Splitting the difference in price between inflatable and non inflatable, a close average price is about $75. That equates to $135 million in NSW alone. A very nice little earner for someone. Then there is the annual servicing which on the cheaper inflatables is hardly worth the bother so you just buy a new one to stay compliant and the money train just keeps rolling along.
But consider this. According to David Lockwood, the darling of the BIA, the Boating Incidents in NSW report claims that for the 10 years to June 30 last year, there was an average 16.7 fatalities a year from boating accidents in the state. Of these deaths, 61.7% were drownings. But 93.2% of victims weren't wearing a lifejacket.
In real terms, of the 16.7 deaths from drowning the 61.7% who drowned equates to 10.3 persons and the 93.2% of those who were not wearing lifejackets equates to approximately nine drownings annually that are possibly attributable to not wearing a lifejacket, and that is confirmed by Minister Gay.
Lockwood also states that "Tough new lifejacket laws were introduced in November 2010 to help prevent boating deaths. But from that point until June 30 last year, there were 52 deaths. Only five of the victims were wearing lifejackets." Notice he says deaths not drownings. Think about it. Nine out of 1,800,000 people who go boating each year. If they were road fatality figures we would be world leaders in road safety.
While every death is a tragedy, these numbers do not warrant legislation that requires anyone who gets in a boat to have to go to a shop and spend $135 million to satisfy an industry and top up the State Government's coffers.
At an international lifejacket forum, hosted by Transport for NSW in May, there was discussion about increasing a lifejacket's functionality: fitting pockets, rescue-attachment points, emergency position-indicating radio beacons, satellite phones, VHF marine radio and personal-locator beacons. Great, more expense. Which I might not mind as long as there is room for my laptop and a couple of books and a Mars Bar or two in case it takes a while to effect a rescue.
Lockwood says, "It is estimated the statistical cost of each fatality is more than $4 million. The state government has a financial incentive to effect change, too." And then some. Nine deaths a year cost them an alleged $36 million so we have to pay $135 million. Like I said, a nice deal for the Government and their mates, but completely out of all proportion for the rest of us who by some miracle have managed to avoid drowning en masse.
Nine drownings out of 1.8 million boaters a year ?
Between 1st July 2000 and 31st October 2011, there were 321 electrocution deaths reported to Australian coroners as identified and closed on the NCIS database. In Sydney alone there were 56 shooting deaths or injuries in 2012
To better put this into proportion, there are 5200 people dying in NSW each year from smoking compared to nine who may have drowned by not wearing a life jacket. And I don't see legistlation forthcoming to enforce total non smoking anytime soon. So let's face it, you're being got at. You are an easy, unorganised target. Smoking is very big business and organised and very, very profitable for government.
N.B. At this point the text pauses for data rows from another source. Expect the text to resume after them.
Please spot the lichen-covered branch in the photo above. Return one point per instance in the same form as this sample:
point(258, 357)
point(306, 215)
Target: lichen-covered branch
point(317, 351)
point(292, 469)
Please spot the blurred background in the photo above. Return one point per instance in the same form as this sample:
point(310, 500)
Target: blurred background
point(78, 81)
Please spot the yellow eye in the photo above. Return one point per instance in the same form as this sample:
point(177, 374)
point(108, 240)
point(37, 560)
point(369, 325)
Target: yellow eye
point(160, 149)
And finally I am not anti-lifejacket, but if you are going to force anyone who comes within eye contact of the water to wear a lifejacket then apply the rule to all including surfers, beachgoers, surf lifesavers, snorkelers, people who swim alone in their home swimming pool ...
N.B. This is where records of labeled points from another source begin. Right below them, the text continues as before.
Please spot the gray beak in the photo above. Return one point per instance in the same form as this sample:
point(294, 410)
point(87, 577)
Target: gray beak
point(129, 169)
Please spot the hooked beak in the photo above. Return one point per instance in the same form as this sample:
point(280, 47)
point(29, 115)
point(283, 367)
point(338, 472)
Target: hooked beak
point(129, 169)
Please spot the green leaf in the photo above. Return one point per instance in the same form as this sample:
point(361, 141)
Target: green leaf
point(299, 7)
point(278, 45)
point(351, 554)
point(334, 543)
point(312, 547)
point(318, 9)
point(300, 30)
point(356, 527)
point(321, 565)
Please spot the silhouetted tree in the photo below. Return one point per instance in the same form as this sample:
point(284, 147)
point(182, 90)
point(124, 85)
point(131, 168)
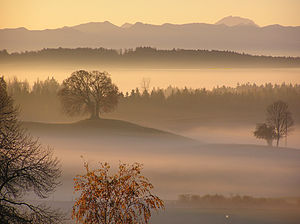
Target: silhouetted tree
point(88, 92)
point(263, 131)
point(124, 197)
point(279, 117)
point(25, 166)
Oh, and don't quote me on this but the rumour around the bear pit in Macquarie street is that compulsory shark repellent is being considered to keep us safe in 2014.
- Don Hartley
Editor's Note: When Australia and New Zealand became the only countries in the world to force all cyclists to wear helmets, the cycling industry contracted 40% according to industry sources. Can the already-struggling marine industry afford a 40% drop in participation? And surely we go out on the water to escape from petty bureaucracy... Let's fight these idiotic moves to treat mature adults like children.
If you're a poor swimmer or the conditions dictate, wear a lifejaket. But make up your own mind. In many circumstances, a strong swimmer is actually put in more danger by wearing a lifejacket because he or she is not able to dive beneath danger or quickly escape from a surfline.
To quote the state government's own slogan: You're the skipper, you're responsible. Let's keep it that way.